The divine saying declares the Self to be the assemblage of all consciousness; the real is the actor, and they speak only of the destruction of the disguise--unwisdom.
THE SELF ENDURES
(The Crest-Jewel of Wisdom, by Sankaracharya, Verses 562--574)
Indestructible, verily, is the Self--thus says the scripture of the Self, declaring that it is not destroyed when all its changing vestures are destroyed.
Stones, and trees, grass, and corn, and straw are consumed
by fire, but the earth itself remains the same. So the body, powers, life, breath and mind and all things visible, are burned up by the fire of wisdom, leaving the being of the higher Self alone.
As the darkness, that is its opposite, is melted away in the radiance of the sun, so, indeed, all things visible are melted away in the Eternal.
As, when the jar is broken, the space in it becomes clear space, so, when the disguises melt away, the Eternal stands as the Eternal and the Self.
As milk poured in milk, oil in oil, water in water, becomes perfectly one, so the sage who knows the Self becomes one with the Self.
Thus reaching bodiless purity, mere Being, partless, the being of the Eternal, the sage returns to this world no more.
He whose forms born of unwisdom are burnt up by knowledge of oneness with the everlasting Self, since he has become the Eternal, how could he, being the Eternal, come to birth again?
Both bonds and the getting rid of them are works of glamor, and exist not really in the Self; they are like the presence of the imagined serpent and its vanishing, in the rope which really does not change.
Binding and getting rid of bondage have to be spoken of because of. the existence, and yet the unreality, of enveloping by unwisdom. But there is no enveloping of the Eternal; it is not enveloped because nothing besides the Eternal exists to envelop it.

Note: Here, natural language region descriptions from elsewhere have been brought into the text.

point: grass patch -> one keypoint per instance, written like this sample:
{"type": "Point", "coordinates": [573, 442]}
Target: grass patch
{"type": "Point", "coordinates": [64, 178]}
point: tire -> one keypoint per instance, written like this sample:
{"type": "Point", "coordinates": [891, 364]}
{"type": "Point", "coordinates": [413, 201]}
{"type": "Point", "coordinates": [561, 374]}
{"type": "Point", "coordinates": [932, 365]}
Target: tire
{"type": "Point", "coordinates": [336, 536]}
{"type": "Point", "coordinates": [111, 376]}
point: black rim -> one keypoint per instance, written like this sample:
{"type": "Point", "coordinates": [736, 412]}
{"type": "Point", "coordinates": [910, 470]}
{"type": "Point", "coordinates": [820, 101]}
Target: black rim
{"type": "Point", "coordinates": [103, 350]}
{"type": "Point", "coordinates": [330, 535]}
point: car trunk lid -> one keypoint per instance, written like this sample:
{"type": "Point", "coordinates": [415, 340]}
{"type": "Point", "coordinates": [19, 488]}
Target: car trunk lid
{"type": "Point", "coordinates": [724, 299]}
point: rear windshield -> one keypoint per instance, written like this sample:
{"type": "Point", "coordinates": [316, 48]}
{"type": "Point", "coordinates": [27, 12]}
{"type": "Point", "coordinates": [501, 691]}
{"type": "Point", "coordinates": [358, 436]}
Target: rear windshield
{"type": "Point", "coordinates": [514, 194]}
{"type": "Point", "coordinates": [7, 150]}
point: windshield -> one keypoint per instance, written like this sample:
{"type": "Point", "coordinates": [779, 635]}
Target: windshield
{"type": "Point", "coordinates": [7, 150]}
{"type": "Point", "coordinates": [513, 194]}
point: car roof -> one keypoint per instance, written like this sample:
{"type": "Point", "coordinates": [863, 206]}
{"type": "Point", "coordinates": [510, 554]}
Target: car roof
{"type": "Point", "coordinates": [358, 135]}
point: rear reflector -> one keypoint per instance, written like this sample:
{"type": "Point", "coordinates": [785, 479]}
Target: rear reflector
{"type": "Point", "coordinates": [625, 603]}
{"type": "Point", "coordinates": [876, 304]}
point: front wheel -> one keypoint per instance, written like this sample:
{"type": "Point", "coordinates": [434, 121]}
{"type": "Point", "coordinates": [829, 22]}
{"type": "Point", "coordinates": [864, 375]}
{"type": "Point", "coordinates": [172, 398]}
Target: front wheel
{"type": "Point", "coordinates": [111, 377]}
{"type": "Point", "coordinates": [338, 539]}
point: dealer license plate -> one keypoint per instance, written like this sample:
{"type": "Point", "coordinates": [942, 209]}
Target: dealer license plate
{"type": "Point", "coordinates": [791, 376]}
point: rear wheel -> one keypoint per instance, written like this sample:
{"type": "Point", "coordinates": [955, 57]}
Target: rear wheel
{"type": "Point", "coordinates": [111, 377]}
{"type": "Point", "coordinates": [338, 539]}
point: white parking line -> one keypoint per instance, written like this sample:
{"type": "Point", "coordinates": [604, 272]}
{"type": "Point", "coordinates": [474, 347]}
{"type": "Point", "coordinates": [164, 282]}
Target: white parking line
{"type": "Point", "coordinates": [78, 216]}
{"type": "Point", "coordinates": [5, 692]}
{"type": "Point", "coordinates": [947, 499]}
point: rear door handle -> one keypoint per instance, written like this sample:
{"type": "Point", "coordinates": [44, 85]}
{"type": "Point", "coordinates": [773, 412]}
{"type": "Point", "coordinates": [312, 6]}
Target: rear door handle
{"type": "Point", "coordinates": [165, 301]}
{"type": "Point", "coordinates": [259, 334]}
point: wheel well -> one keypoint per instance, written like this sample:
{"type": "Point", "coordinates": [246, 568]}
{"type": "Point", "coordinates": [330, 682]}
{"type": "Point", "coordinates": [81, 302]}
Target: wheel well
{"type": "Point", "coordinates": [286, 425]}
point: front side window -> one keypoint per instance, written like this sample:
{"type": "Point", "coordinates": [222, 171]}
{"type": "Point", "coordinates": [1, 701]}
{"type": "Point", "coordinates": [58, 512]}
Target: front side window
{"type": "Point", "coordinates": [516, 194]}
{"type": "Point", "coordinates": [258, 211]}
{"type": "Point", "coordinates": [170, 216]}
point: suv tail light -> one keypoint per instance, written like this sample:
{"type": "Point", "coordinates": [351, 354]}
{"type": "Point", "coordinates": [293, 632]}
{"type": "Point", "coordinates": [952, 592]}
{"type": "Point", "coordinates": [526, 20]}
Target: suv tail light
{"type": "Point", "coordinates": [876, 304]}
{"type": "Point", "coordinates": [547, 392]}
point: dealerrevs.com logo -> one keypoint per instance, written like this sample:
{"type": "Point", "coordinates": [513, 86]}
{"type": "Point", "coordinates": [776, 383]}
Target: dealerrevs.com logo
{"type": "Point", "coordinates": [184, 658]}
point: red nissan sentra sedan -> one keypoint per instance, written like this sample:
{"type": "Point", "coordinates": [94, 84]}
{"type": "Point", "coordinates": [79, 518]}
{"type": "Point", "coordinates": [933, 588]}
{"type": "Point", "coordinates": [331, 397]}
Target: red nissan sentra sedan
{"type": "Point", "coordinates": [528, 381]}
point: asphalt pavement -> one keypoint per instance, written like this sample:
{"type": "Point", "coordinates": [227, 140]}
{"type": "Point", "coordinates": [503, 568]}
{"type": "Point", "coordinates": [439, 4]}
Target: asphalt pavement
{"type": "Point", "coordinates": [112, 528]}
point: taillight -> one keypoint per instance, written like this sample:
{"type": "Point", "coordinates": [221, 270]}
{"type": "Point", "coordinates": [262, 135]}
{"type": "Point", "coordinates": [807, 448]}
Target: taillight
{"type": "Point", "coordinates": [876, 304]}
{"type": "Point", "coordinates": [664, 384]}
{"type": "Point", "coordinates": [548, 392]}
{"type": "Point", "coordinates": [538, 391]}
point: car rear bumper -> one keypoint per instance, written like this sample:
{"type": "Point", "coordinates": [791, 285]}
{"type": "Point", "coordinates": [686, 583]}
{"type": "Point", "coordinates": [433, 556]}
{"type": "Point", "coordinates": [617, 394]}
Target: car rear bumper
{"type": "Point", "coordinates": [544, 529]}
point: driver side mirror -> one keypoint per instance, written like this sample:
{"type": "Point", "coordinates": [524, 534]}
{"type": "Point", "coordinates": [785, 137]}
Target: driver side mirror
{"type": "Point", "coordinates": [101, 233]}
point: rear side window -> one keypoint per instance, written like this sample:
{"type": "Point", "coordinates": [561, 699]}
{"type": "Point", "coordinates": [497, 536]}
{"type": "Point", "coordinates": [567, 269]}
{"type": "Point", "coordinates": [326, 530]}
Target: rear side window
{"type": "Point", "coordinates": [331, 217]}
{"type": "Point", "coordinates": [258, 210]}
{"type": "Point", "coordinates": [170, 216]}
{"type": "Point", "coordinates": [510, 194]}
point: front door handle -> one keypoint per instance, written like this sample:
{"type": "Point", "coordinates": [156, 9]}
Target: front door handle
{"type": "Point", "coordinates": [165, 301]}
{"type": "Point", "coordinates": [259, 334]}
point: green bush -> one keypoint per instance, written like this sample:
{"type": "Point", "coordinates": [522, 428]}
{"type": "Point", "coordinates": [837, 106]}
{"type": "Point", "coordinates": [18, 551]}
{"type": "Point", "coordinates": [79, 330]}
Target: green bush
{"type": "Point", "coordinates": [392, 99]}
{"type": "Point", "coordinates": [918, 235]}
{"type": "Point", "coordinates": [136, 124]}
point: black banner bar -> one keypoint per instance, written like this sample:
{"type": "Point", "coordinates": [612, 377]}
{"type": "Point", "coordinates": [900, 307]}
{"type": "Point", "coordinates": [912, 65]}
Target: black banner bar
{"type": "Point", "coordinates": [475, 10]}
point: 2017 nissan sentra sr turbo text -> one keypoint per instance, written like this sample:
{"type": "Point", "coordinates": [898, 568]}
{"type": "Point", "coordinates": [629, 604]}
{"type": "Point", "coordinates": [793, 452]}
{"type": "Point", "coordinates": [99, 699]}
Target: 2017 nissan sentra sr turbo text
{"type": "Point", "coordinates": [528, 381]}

The binding and the getting rid of bondage are both mirages; the deluded attribute the work of thought to
the thing itself; just as they attribute the cloud-born cutting off of vision to the sun; for the unchanging is secondless consciousness, free from every clinging stain.
The belief that bondage of the Real, is, and the belief that it has ceased, are both mere things of thought; not of the everlasting Real.
Therefore these two, glamor-built, bondage and the getting rid of bonds, exist not in the Real; the partless, changeless, peaceful; the unassailable, stainless; for what building-up could there be in the secondless, supreme reality, any more than in clear space?
There is no limiting, nor letting go, no binding nor gaining of success; there is neither the seeker of Freedom, nor the free; this, verily, is the ultimate truth.
(The Crest-Jewel of Wisdom, by Sankaracharya, Verses 575--580)
This secret of secrets supreme, the perfect attainment, the perfection of the Self, has been shown to thee by me today; making thee as my new-born child, freed from the sin of the iron age, all thought of desire gone, making towards Freedom.
Thus hearing the teacher's words and paying him due reverence, he went forth, free from his bondage, with the Master's consent.
And he, the Teacher, his mind bathed in the happy streams of Being, went forth to make the whole world clean, incessantly.
Thus, by this Discourse of Teacher and Pupil, the
character of the Self is taught to those seeking Freedom, that they may be born to the joy of awakening.
Therefore let all those who put away and cast aside every sin of thought, who are sated with this world's joys, whose thoughts are full of peace, who delight in words of wisdom, who rule themselves, who long to be free, draw near to this teaching, which is dedicated to them.
To those who, on the road of birth and death, are sore stricken by the heat that the rays of the sun of pain pour down; who wander through this desert-world, in weariness and longing for water; this well-spring of wisdom, close at hand, is pointed out, to bring them joy--the secondless Eternal. This Teaching of Sankara's bringing Liberation, wins the victory for them.
Thus is ended THE CREST-JEWEL OF WISDOM, made by the ever-blessed SANKARA, pupil at the holy feet of GOVINDA his Teacher, the supreme Swan, the Wanderer of the World.